Steve Hitchcock (@stevehit) from Southampton’s DataPool Project has published an interesting blog post about that project’s progress on taking forward a research data management policy.  DataPool’s three pronged approach (addressing system, policy and training) was described in Steve’s first post.  DataPool is pushing forward with the Southampton research data policy.  The project is currently hoping to have policy approved by University Executive Group and forwarded to Senate by March 2012 if all goes well.  Steve shares some details and reflections about the policy, process and function which are likely to be of interest to other JISCMRD projects:

The policy includes the policy document supported by a series of user guides to smooth implementation. It would be premature to describe the specifics of the policy here, although broadly it covers a researcher’s responsibilities, IPR, storage, retention, disposal and access, as well as setting out contextual issues such as purpose, objectives, and definitions.  My viewpoint on reading the draft policy is to anticipate how a researcher might respond to it in terms of clarity of actions, options and consequences. In this respect it is noticeable how much the policy has improved through review and iterations. …

We do not expect the policy to be without issues when it comes to implementation, clearly, for an initiative of this scale, but the policy will give the DataPool Project the basis to investigate and resolve the issues, in terms of actions and answers. On current schedule, there should be a year for the project to work with this.
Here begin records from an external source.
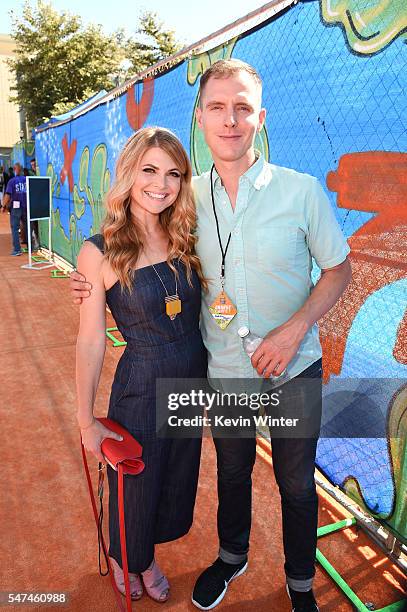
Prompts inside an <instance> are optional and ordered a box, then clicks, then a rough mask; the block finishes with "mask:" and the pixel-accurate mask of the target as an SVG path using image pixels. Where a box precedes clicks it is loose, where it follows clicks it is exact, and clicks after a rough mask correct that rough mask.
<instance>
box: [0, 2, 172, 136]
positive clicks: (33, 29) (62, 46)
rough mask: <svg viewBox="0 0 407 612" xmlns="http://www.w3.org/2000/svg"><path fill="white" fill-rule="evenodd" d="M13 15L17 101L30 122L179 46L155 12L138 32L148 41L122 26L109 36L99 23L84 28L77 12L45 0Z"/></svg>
mask: <svg viewBox="0 0 407 612" xmlns="http://www.w3.org/2000/svg"><path fill="white" fill-rule="evenodd" d="M11 17H12V36H13V38H14V39H15V41H16V53H15V57H14V58H12V59H10V60H9V65H10V67H11V69H12V70H13V71H14V73H15V76H16V86H15V88H14V90H15V91H16V95H15V96H14V97H13V98H12V100H13V101H15V102H17V104H19V106H20V107H22V108H23V109H24V111H25V114H26V117H27V121H28V122H29V124H30V125H31V126H35V125H38V124H39V123H41V122H42V121H44V120H46V119H48V118H49V117H51V115H53V114H59V113H61V112H64V111H67V110H69V109H71V108H73V107H74V106H76V105H77V104H80V103H81V102H83V101H84V100H86V99H87V98H89V97H90V96H91V95H93V94H95V93H97V92H98V91H100V90H101V89H111V87H112V85H113V84H114V81H112V78H113V76H116V77H117V76H118V75H122V76H125V77H126V78H129V77H130V76H132V74H134V72H139V71H140V70H143V69H144V68H146V67H147V66H149V65H150V64H151V63H154V62H156V61H157V60H158V59H161V58H162V57H164V56H166V55H167V54H171V53H173V52H174V51H175V50H177V49H178V45H177V43H176V41H175V36H174V33H173V32H171V31H168V32H167V31H165V30H162V24H161V23H160V22H158V21H157V17H156V15H154V14H152V13H146V14H145V15H143V16H142V18H141V27H140V30H139V31H138V33H140V34H142V35H144V37H145V38H147V40H146V42H138V41H137V40H134V39H126V38H125V36H124V32H123V31H122V30H119V31H117V32H115V33H114V34H113V35H106V34H105V33H104V32H103V30H102V28H101V26H99V25H90V26H87V27H84V26H83V24H82V21H81V18H80V17H79V16H78V15H72V14H70V13H66V12H63V13H58V12H57V11H56V10H55V9H53V8H52V6H51V5H50V4H48V3H47V2H44V1H43V0H38V2H37V5H36V6H35V7H33V6H31V4H30V1H29V0H26V3H25V5H24V8H23V10H22V11H21V12H18V13H16V11H11ZM123 66H125V67H126V68H125V70H123Z"/></svg>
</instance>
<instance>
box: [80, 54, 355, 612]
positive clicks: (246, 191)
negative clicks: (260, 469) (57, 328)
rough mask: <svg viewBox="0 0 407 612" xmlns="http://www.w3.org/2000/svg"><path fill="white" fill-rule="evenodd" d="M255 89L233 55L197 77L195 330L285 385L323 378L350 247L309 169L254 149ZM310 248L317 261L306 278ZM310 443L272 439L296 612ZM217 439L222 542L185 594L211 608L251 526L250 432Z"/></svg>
mask: <svg viewBox="0 0 407 612" xmlns="http://www.w3.org/2000/svg"><path fill="white" fill-rule="evenodd" d="M261 91H262V86H261V80H260V77H259V76H258V74H257V73H256V71H255V70H254V69H253V68H252V67H251V66H249V65H247V64H245V63H243V62H240V61H239V60H220V61H218V62H216V63H215V64H214V65H213V66H211V67H210V68H209V69H208V70H207V71H206V72H205V74H204V75H203V76H202V78H201V82H200V104H199V107H198V108H197V121H198V125H199V127H200V128H201V129H202V130H203V133H204V136H205V140H206V142H207V144H208V146H209V148H210V150H211V153H212V158H213V161H214V168H213V169H212V172H207V173H205V174H203V175H201V176H200V177H196V178H195V179H194V193H195V198H196V203H197V211H198V229H197V233H198V243H197V253H198V255H199V257H200V258H201V262H202V266H203V272H204V275H205V276H206V277H207V278H209V279H212V282H211V283H210V289H209V292H208V293H207V294H203V297H202V300H203V303H202V324H201V330H202V335H203V338H204V342H205V345H206V347H207V349H208V355H209V372H208V374H209V377H210V378H213V379H221V378H253V377H261V376H263V377H264V378H268V377H270V375H273V376H278V375H279V374H281V373H282V372H283V371H284V370H285V369H287V374H288V377H289V379H291V380H289V382H287V383H286V385H284V387H286V388H288V385H290V384H291V385H292V384H293V381H295V379H297V378H298V377H299V376H302V377H311V378H315V377H318V378H320V376H321V346H320V343H319V339H318V331H317V327H316V322H317V321H318V319H320V318H321V317H322V316H323V315H324V314H325V313H326V312H327V311H328V310H329V309H330V308H331V307H332V306H333V305H334V304H335V302H336V301H337V300H338V298H339V297H340V295H341V294H342V293H343V291H344V289H345V288H346V286H347V284H348V283H349V281H350V275H351V272H350V265H349V263H348V261H347V254H348V252H349V247H348V246H347V244H346V241H345V240H344V238H343V236H342V234H341V232H340V229H339V227H338V224H337V222H336V220H335V217H334V215H333V212H332V210H331V207H330V205H329V201H328V199H327V198H326V196H325V194H324V192H323V190H322V188H321V186H320V185H319V183H318V181H317V180H316V179H315V178H313V177H311V176H308V175H305V174H300V173H297V172H295V171H293V170H288V169H286V168H281V167H278V166H275V165H272V164H268V163H267V162H266V161H265V160H264V159H263V158H262V157H261V156H258V157H257V158H256V152H255V150H254V140H255V136H256V133H257V132H258V131H260V130H261V128H262V126H263V124H264V121H265V116H266V111H265V109H263V108H262V107H261ZM211 181H212V185H211ZM311 257H314V258H315V260H316V262H317V264H318V266H319V267H320V268H321V271H322V274H321V278H320V280H319V281H318V283H317V285H316V286H315V288H313V284H312V281H311V278H310V271H311ZM222 264H223V265H222ZM221 276H222V280H221V279H220V277H221ZM71 278H72V281H71V287H72V290H73V292H74V295H75V298H76V299H75V302H76V303H80V299H79V298H83V297H87V296H88V295H89V290H90V289H91V287H90V285H86V284H82V283H80V282H78V281H79V280H80V279H83V277H82V276H81V275H79V274H78V273H73V274H72V275H71ZM223 286H224V292H225V294H226V295H227V297H228V298H229V300H230V301H231V302H232V303H233V305H234V306H235V309H236V310H237V312H236V315H235V316H234V318H233V319H232V320H231V322H230V323H229V325H228V326H227V327H226V328H225V329H221V328H220V327H219V325H218V324H217V322H216V321H215V318H214V317H213V312H211V311H210V310H209V308H211V310H212V311H213V309H214V304H215V310H216V305H217V304H218V303H219V302H220V300H221V299H226V298H225V295H224V294H222V288H223ZM311 288H312V293H311ZM249 323H250V325H249ZM241 326H247V327H250V328H251V330H252V331H254V332H255V333H256V334H258V335H259V336H261V337H263V338H264V340H263V342H262V343H261V344H260V346H259V347H258V349H257V350H256V351H255V353H254V354H253V356H252V358H251V363H250V360H249V359H248V357H247V355H246V354H245V353H244V351H243V349H242V346H241V341H240V338H239V337H238V334H237V330H238V328H239V327H241ZM298 409H299V410H302V409H303V406H302V405H300V406H299V407H298ZM316 442H317V440H316V439H315V438H305V439H292V438H282V439H278V440H277V439H272V450H273V467H274V472H275V476H276V479H277V483H278V486H279V490H280V494H281V502H282V514H283V541H284V552H285V559H286V562H285V571H286V577H287V590H288V593H289V596H290V598H291V601H292V608H293V610H295V612H299V611H301V612H315V611H317V610H318V607H317V604H316V601H315V598H314V595H313V591H312V582H313V577H314V574H315V549H316V529H317V512H318V502H317V495H316V489H315V482H314V469H315V453H316ZM214 443H215V448H216V453H217V463H218V496H219V506H218V534H219V541H220V549H219V557H218V559H217V560H216V561H215V562H214V563H213V565H211V566H210V567H209V568H207V569H206V570H205V571H204V572H203V573H202V574H201V575H200V576H199V578H198V580H197V583H196V585H195V588H194V592H193V595H192V601H193V603H194V604H195V605H196V606H197V607H198V608H200V609H202V610H210V609H213V608H214V607H215V606H216V605H217V604H218V603H219V602H220V601H221V600H222V599H223V597H224V595H225V594H226V591H227V588H228V584H229V583H230V581H231V580H233V579H235V578H237V577H238V576H240V575H241V574H242V573H244V571H245V570H246V568H247V555H248V549H249V535H250V528H251V488H252V483H251V473H252V469H253V465H254V461H255V457H256V443H255V439H253V438H246V439H245V438H243V439H242V438H214Z"/></svg>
There is little prior art on institutional data policy, and one of the reasons JISC has funded DataPool is not just to help produce a data policy, but to inform other institutions on implementation. … Policy implementation, monitoring and ability to adapt are the real testing ground for this latest phase of research data management projects.

Steve also engages in an interesting discussion on what should be defined as research data.  More precisely, perhaps it is a discussion of what research data should be subject to the requirements of research data policies to be retained and made available.  To my mind there are two criteria.  First, as Steve recognises the need to retain those data which underpin, provide evidence for, research findings as expressed in publications, that is research data ‘concerned with the quality and reproducibility of results, the bedrock of scientific testability’.  This is the most straightforward selection criteria.

Secondly, however, is the criteria of ‘reusability’ or ‘re-usefulness’ as Mansur Darlington will have it.  This is where the data collected may not necessarily underpin a publication – though it would be surprising if it didn’t – but for which there may be a value proposition in reuse in a number of ways.

There is likely a considerable overlap between these two criteria – but we should allow, I think, a) that some data is collected as part of a corpus susceptible to multiple analysis (time dependent observational data, archaeological digs, social surveys etc); and b) that many research projects will collect data that remains, somehow or other on the cutting room floor when publications are being prepared, but may have value in the longer term.

These are very general and abstract comments.  I would be very keen to understand whether JISCMRD projects are reaching in a more concrete and ’empirical’ definition of a) what researchers understand by research data, and b) what research data the project and institution concludes should be subject to retention and availability policies.